Ketika mereka sedang menyantap makanan, dimulai dari tamu yang akan meninggalkan restoran dan disusul oleh beberapa tamu lainnya, mereka satu persatu menghampiri meja mereka, untuk sekedar ingin 'berjabat tangan' dengan mereka. Salah satu diantaranya, seorang bapak, memegangi tangan ibu itu, dan berucap "Tanganmu ini telah memberikan pelajaran yang mahal bagi kami semua yang berada disini, jika suatu saat saya diberi kesempatan olehNYA, saya akan lakukan seperti yang telah kamu contohkan tadi kepada kami". Ibu itu hanya bisa berucap "terima kasih" sambil tersenyum.
Sebelum beranjak meninggalkan restoran, ibu itu menyempatkan untuk melihat ke arah kedua lelaki itu, dan seolah ada 'magnit' yang menghubungkan bathin mereka, mereka langsung menoleh ke arahnya sambil tersenyum, lalu melambai-lambaikan tangannya ke arahnya.
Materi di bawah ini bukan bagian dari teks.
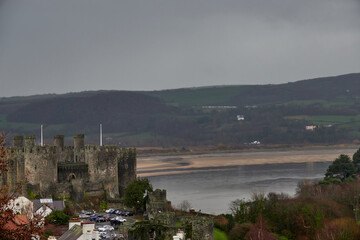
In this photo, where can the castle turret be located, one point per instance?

Dalam perjalanan pulang ibu itu merenungkan kembali apa yang telah dia lakukan terhadap kedua orang tuna wisma tadi, itu benar2 'tindakan' yang tidak pernah terpikir olehnya.
Pengalaman hari itu menunjukkan kepadanya betapa 'kasih sayang' Tuhan itu sangat HANGAT dan INDAH sekali! Ibu itu kembali ke college, pada hari terakhir kuliah dengan 'cerita' ini ditangannya. Ibu itu menyerahkan 'paper' kepada dosennya. Dan keesokan harinya, sebelum memulai kuliahnya ibu itu dipanggil dosennya ke depan kelas, ia melihat kepadanya dan berkata, "Bolehkah saya membagikan ceritamu ini kepada yang lain?" dengan senang hati ibu itu mengiyakan. Ketika akan memulai kuliahnya dia meminta perhatian dari kelas untuk membacakan papernya. Ia mulai membaca, para siswapun mendengarkan dengan seksama cerita sang dosen, dan ruangan kuliah menjadi sunyi.